12. The Hermitage museum has its own little army of cats who guard the stocked pieces of art in the museum’s cellars. You’ll hardly see them in the halls of the museum, but sometimes they manage to get there causing a wave of tourists’ photoflashes.
13. Pyotr Rutenberg (in Israel Pinhas Rutenberg), the founder of The Israel Electric Corporation (former Jaffa Electric Company, then Palestine Electric Company) graduated from the Technologichesky Institute (the Technology Institute) in St. Petersburg and was deeply involved in famous revolutionary activities in the early XX century.
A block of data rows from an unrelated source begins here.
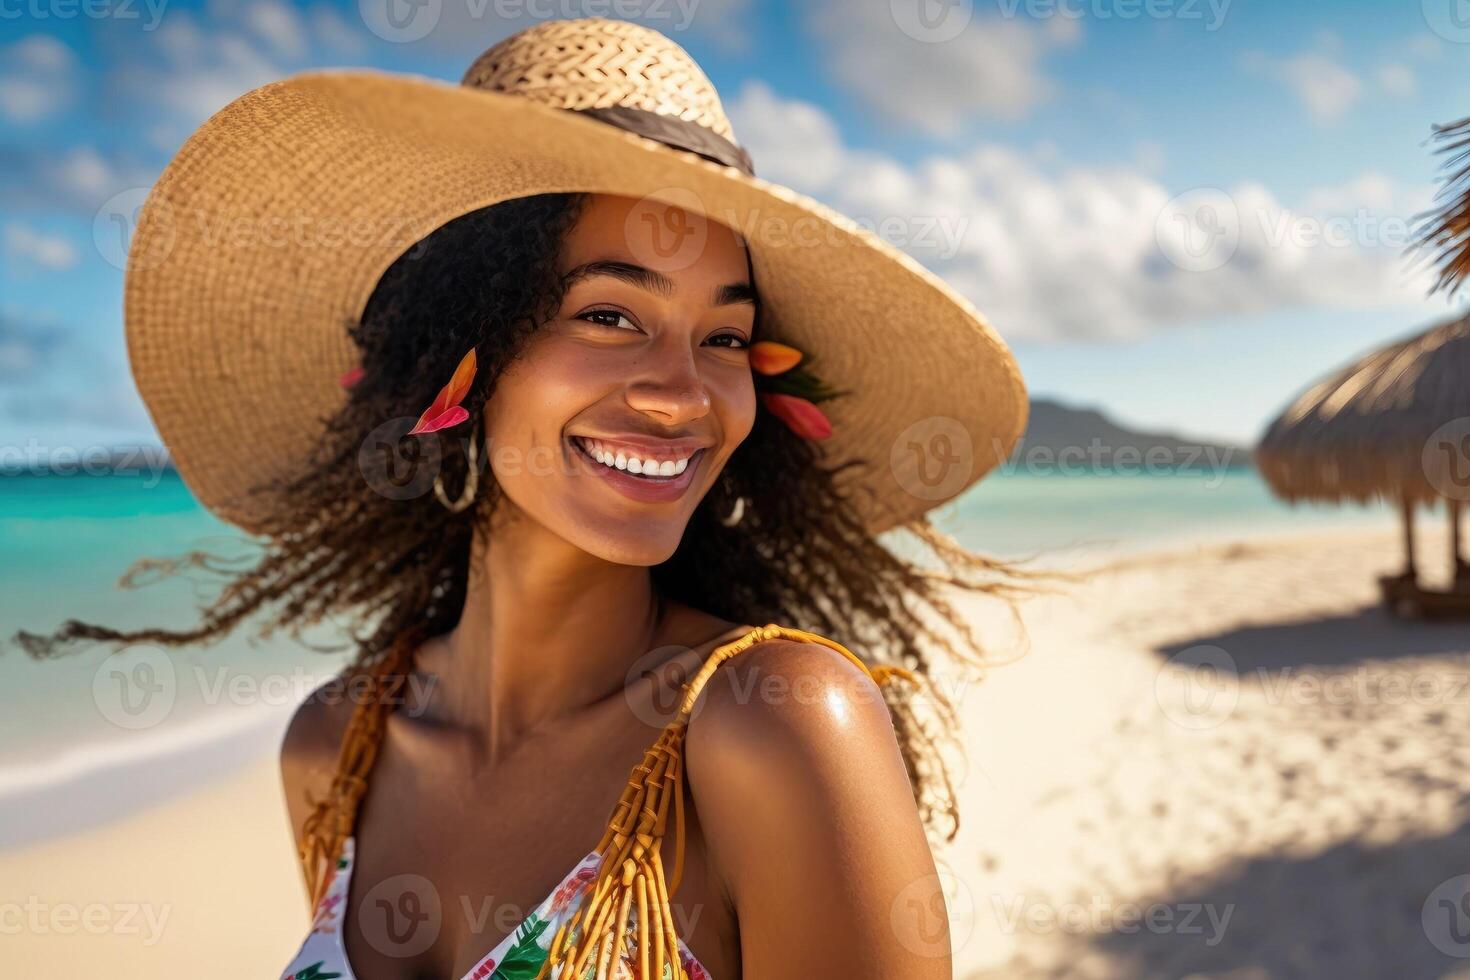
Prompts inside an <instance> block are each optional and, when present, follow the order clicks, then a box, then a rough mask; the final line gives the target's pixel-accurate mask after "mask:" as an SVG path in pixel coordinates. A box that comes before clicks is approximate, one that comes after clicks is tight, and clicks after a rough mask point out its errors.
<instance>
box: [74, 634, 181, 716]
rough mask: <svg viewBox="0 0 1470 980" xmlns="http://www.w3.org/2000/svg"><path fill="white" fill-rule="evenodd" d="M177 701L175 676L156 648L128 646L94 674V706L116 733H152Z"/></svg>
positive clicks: (144, 645)
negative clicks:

Rutenberg was a major figure in the Socialist — Revolutionary Party.
14. There are football, volleyball, basketball clubs in Saint Petersburg with the same name – Zenit. There are talks of founding a handball club which is said to be also named Zenit.
15. The stadium Saint-Petersburg (also known as Zenit Arena and Krestovsky stadium) has been built for nearly 48.2 billion rubles ($816 million) during almost 10 years.
Initially, the cost of the stadium was just 6.7 billion rubles, it was projected to be finished in 2009. For the incompetence of authorities and construction companies, the city-funded project became the most scandalous stadium in the modern Russian history and was called by St. Petersburg residents Shame Arena and Bribe Arena. Many also call it «a monument to the corruption».
For comparison, FC Spartak’s Otkrytie Arena was built for four years and cost 14.5 billion rubles, FC Krasnodar’s stadium was built for three years and 20 billion rubles. The bitterest side of the thing is that all the money spent for the St. Petersburg stadium came from taxpayers.